In June 2024, the Global Commission on Drug Policy co-organised an event with UN Habitat at the Global Cities Hub, bringing together global health and social policy advocates. In it, cities were recognised as important units to “drive innovative initiatives that can inspire national change”. Creating common strategies and joint manifestos like the Amsterdam Manifesto is one way of committing to collaborating on cities can learn from each other’s successes and challenges, empowering local governments to push for progress that may come to influence their national drug policies.
This city-led model however, is not without its flaws. While the Netherlands has long prioritised a health-focused approach to drugs, it has not been able to resist the influence of global drug trafficking: Amsterdam has had recent spikes in drug-trafficking related violence as the city (and others) have become major transiting hubs for European cocaine trafficking and money laundering. Femke Halsema, Amsterdam’s Mayor from the left political party Green Left, has acknowledged the Netherlands’ shortcomings in dealing with these issues, which is the result of the global drug prohibition system. Halsema has called for other nations to adopt innovative, health-centred drug policies that move away from prohibition and towards regulation and harm reduction. Cities, she argued, can lead by implementing policies that ensure public safety and societal stability.
A useful test pilot
In sum, city- or place-led drug policies have significant potential in challenging outdated national approaches and illustrating a new way forward. As seen in Victoria’s pill-testing trial and the Netherlands’ cannabis pilot, bounded regions can act as policy laboratories, testing innovative strategies tailored to local needs. However, these efforts remain constrained by national legal frameworks, jurisdictional conflicts, and the challenge of ensuring consistency across different regions.

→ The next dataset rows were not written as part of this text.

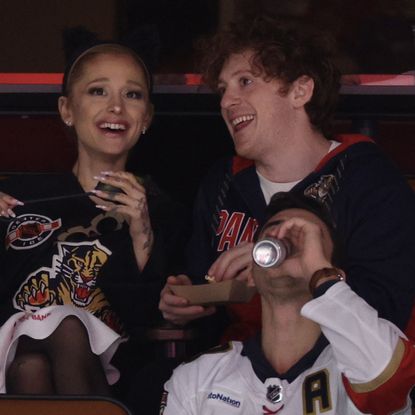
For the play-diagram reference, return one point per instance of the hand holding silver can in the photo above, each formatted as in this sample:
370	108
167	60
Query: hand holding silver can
271	252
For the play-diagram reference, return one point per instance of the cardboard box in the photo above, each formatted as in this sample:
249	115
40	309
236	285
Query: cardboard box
230	291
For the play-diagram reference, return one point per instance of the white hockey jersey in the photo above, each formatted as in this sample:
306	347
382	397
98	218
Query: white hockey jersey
362	365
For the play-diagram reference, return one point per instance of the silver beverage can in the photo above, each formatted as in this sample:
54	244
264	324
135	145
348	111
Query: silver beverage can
270	252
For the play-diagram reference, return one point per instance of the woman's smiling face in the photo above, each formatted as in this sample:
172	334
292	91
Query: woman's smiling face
108	104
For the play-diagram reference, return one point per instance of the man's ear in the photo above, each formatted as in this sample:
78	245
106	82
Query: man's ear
302	91
64	111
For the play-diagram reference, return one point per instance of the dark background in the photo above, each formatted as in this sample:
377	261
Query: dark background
188	135
373	36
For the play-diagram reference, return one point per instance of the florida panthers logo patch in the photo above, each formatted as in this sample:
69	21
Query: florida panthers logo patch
30	230
322	188
72	279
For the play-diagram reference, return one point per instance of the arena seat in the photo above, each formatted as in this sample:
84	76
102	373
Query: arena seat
60	405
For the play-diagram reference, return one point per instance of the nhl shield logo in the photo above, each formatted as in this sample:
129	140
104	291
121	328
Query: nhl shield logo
274	393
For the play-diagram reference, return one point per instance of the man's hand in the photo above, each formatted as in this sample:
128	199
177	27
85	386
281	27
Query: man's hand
236	263
312	247
177	309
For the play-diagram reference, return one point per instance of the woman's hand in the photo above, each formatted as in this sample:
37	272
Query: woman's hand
132	204
7	204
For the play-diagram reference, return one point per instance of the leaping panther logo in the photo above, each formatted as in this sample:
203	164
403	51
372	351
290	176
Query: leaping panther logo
71	280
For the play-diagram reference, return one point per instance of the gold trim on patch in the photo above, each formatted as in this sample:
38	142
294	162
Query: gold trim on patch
389	371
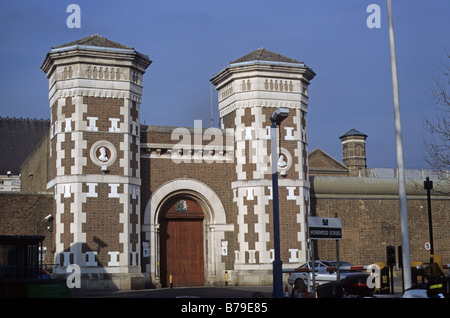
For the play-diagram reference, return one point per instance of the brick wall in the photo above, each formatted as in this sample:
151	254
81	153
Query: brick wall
369	225
23	214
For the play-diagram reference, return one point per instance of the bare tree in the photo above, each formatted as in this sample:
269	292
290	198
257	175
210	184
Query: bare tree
437	141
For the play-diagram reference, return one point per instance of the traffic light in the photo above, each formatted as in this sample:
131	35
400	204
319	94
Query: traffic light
390	255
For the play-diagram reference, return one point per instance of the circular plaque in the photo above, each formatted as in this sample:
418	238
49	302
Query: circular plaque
103	153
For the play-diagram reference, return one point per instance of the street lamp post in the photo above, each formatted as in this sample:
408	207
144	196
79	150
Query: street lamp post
428	185
276	118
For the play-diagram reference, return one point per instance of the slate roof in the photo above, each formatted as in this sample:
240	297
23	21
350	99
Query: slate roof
262	54
18	138
95	40
353	132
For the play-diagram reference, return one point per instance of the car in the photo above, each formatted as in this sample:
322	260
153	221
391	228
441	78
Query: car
350	282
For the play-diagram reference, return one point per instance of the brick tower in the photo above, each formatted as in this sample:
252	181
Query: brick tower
250	89
95	89
354	152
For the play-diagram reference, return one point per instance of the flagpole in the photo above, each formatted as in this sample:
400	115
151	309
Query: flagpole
399	145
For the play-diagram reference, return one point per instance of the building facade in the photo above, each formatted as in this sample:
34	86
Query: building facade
149	206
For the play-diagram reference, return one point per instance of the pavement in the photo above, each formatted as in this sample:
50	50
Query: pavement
251	292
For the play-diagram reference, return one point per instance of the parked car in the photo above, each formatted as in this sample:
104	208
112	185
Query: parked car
350	282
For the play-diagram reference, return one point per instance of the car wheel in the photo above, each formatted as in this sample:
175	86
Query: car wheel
299	288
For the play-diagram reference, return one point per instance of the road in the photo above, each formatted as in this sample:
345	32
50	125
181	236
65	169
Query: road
201	292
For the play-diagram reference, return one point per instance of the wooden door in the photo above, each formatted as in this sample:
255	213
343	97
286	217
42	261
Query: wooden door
181	253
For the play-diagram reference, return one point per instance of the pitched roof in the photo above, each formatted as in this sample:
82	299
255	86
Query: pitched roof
18	138
353	132
95	40
262	54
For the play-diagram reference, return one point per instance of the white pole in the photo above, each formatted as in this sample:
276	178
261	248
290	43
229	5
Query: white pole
401	170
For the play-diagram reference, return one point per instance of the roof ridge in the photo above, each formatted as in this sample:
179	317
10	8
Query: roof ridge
262	54
95	40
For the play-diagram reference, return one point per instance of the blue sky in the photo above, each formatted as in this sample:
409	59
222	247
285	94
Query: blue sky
191	40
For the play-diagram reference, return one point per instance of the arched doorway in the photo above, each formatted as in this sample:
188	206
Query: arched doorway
181	242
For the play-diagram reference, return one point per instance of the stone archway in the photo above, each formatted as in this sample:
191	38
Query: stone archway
214	228
181	235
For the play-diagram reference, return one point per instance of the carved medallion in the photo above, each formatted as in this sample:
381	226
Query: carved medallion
181	206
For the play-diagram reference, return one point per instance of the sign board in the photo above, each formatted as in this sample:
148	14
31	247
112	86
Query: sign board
324	228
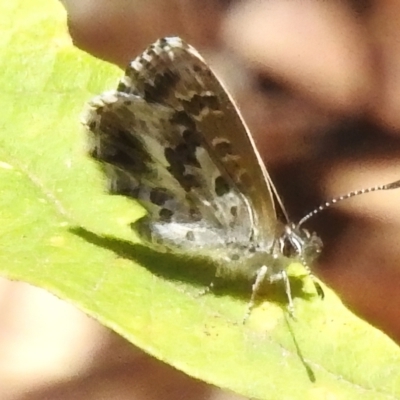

For city-based policies to have a lasting impact, they must be supported by broader legislative change, inter-city cooperation, and evidence-based advocacy. The success of such initiatives relies not only on their immediate harm reduction outcomes but also on their ability to influence national and international policy landscapes. Without a pathway to legal recognition and expansion, these localised successes risk remaining isolated experiments rather than catalysts for systemic reform.